To confirm this observation in full-length Syx, we repeated the same immunoprecipitation experiments using YFP-Syx S806A, which binds 14-3-3 equally well as wild type Syx (supplemental Fig. 1). An identical pattern was observed, where increased Syx phosphorylation and 14-3-3 (β, ϵ, and ζ) binding were detected upon PMA stimulation (Fig. 3D). Therefore, the data suggest that PKD is an important modulator of Syx phosphorylation and association with 14-3-3 proteins.

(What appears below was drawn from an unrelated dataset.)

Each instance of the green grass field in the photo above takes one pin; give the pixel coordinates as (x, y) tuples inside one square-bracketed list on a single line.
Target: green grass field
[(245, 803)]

To test further this hypothesis, we co-expressed YFP-Syx with PKD1 variants and observed a higher amount of co-immunoprecipitated endogenous 14-3-3 proteins in HeLa cells that expressed either wild type or kinase-active (but not kinase-dead) PKD1 (Fig. 4A). Increased endogenous 14-3-3 binding to YFP-Syx also correlated strongly with PMA-induced PKD activation in a concentration- and time-dependent manner (Fig. 4, B and C). We validated these observations by expressing YFP-Syx, PKD1, and HA-14-3-3ϵ or ζ in PKD1/2-depleted HeLa cells (Fig. 4D) and performing co-immunoprecipitation analyses. Binding of 14-3-3ϵ and ζ to Syx positively correlated with the expression of PKD1 (Fig. 4E). To determine whether the PKD-mediated phosphorylation of Ser⁹² is physiological and correlates with binding of endogenous 14-3-3 proteins, we expressed and immunoprecipitated YFP-Syx S806A from PKD1/2-depleted cells. Down-regulation of endogenous PKD1/2 decreased both Ser⁹² phosphorylation and 14-3-3 binding (Fig. 4F). Furthermore, increased Ser⁹² phosphorylation and 14-3-3 binding positively correlated with the expression of wild type PKD1 and PMA stimulation (Fig. 4G) and the expression of wild type and kinase-active PKD1 (Fig. 4H) in PKD1/2-depleted cells. Combined, the data indicate that the interaction between Syx and 14-3-3 proteins is regulated by PKD-mediated phosphorylation at Ser⁹².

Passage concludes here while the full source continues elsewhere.